Though details are not available, Allstate’s own records show the insurer’s average payment for bodily injury cases dropped 20 percent as it adopted Colossus nationwide. Automation put Allstate at the forefront of a change in the insurance industry — most major insurers now use the software to evaluate claims. At a business conference in 2006, Allstate announced it was spending another $95 million to add to the technology.
The movement caused some discomfort within Allstate. A 1996 presentation by the McKinsey team noted resistance from some of Allstate’s claims agents, saying there was a “lack of buy-in in some markets due to belief that tuning is not proper.”
Robert Healy from Tampa knows the score. As a former Allstate lawyer he has a front row seat to the new fangled way of adjusting auto claims:
PowerPoint slides show the McKinsey consultants also advised Allstate to convince policyholders they did not need lawyers, and then to target those who disregarded that advice for denials, delays and litigation.
Other claims were to be marked early on for trial “to send a message to the market.”
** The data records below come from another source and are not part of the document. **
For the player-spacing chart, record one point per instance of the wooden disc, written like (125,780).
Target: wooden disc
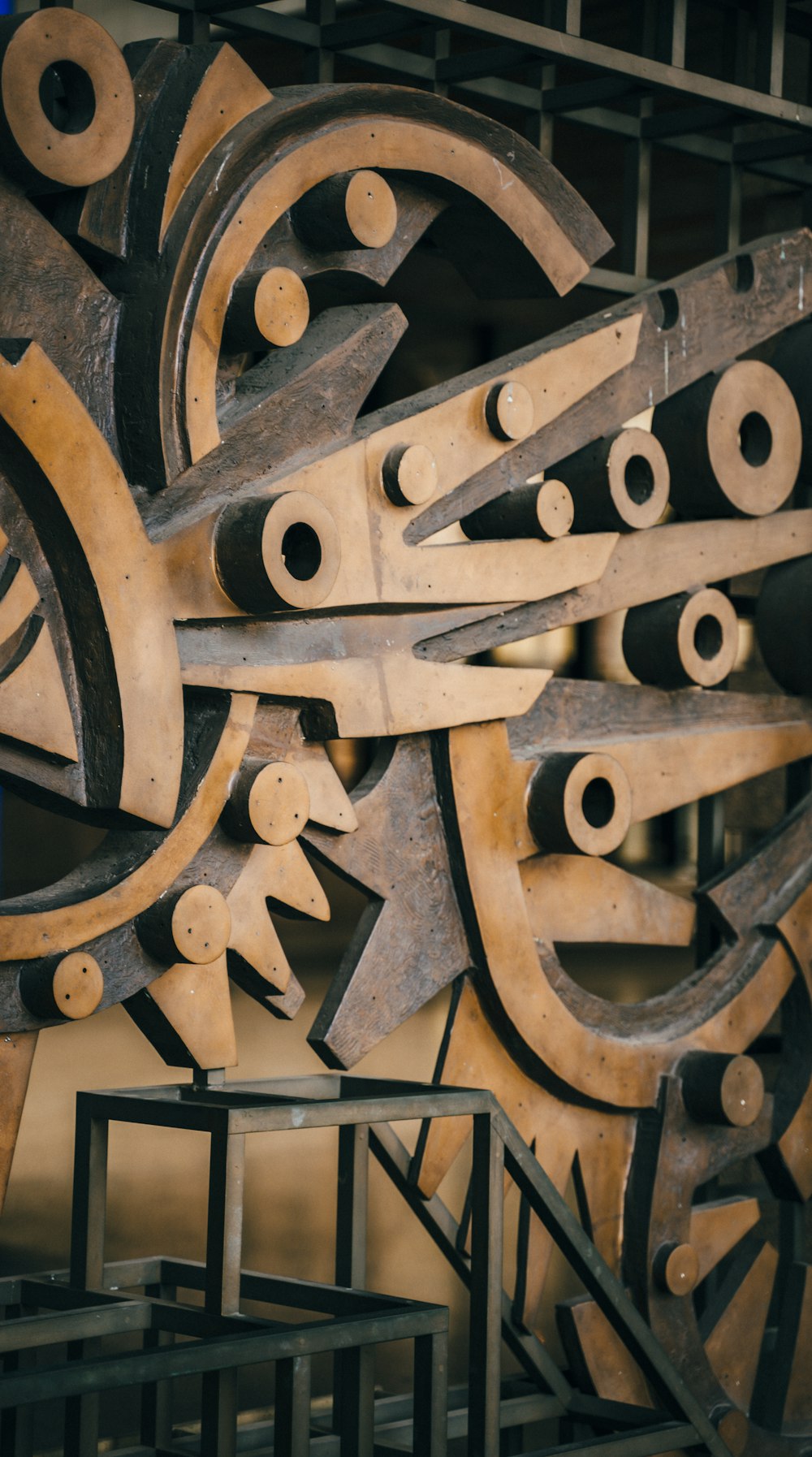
(676,1268)
(509,410)
(300,550)
(555,509)
(71,51)
(370,209)
(78,985)
(742,1092)
(707,637)
(279,803)
(410,475)
(579,802)
(282,306)
(754,438)
(639,478)
(201,924)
In this new game, the consultants said, 90 percent of Allstate’s claimants would get a settlement check within weeks — “good hands” treatment.
But the remaining 10 percent of accident victims would wait and wait — three years or more according to a chart drawn by McKinsey and labeled “boxing gloves.”
Tampa trial lawyer Robert Healy says the reality today of doing business with Allstate reflects McKinsey’s tactics.
“They pay less than every single insurance company, and they certainly will spend more on litigation,” said Healy, a former Allstate lawyer who was with the company after it implemented its current claims strategy.
“They put pressure on people by establishing that they are a bully in the market.”
Remember the Allstate press release I quoted at the beginning of this post? The first bullet point on how Allstate claims practices were misunderstood?
As a regulated company, Allstate’s claims practices are available to and regularly reviewed by state departments of insurance.
Ms St Johns exposes the talking point for the sham message it conveys as her story continues:
However, regulators in Virginia and South Carolina reviewing hundreds of claims files found that some policyholders, those who suffered contestable injuries in minor accidents and hired attorneys, were unfairly targeted for outright denials or “nominal” offers of $1,000.
“Allstate’s goal of paying only what is owed on any given claim is commendable,” Virginia regulators wrote in 1999. “However, the method the company chose to reduce overpayments has led to violations of the Unfair Claims Settlement Practices Act.”
Tilting the economics of claims handing back in the direction of fairness over corporate profits will require legislative action. As Ms St John concludes her story with this observation:
Allstate has been sanctioned by regulators in at least two states, Virginia and South Carolina, and sued by policyholders claiming bad faith, forcing it into confidential settlements and large jury verdicts, including a $20 million award in 2006 (later reduced to $8 million) to an Indiana man hurt in a car accident 11 years earlier.
But Allstate’s incentives to keep the system have proven larger.
Since changing the way it regards claims, Allstate has reported the largest profits of its 77-year history. It had a record profit of $4.9 billion in 2006. In 2007, it reported a $4.6 billion profit.
Lt Gov Bryant and Chairman Clarke, the people of Mississippi are waiting for you to put them ahead of corporate profit.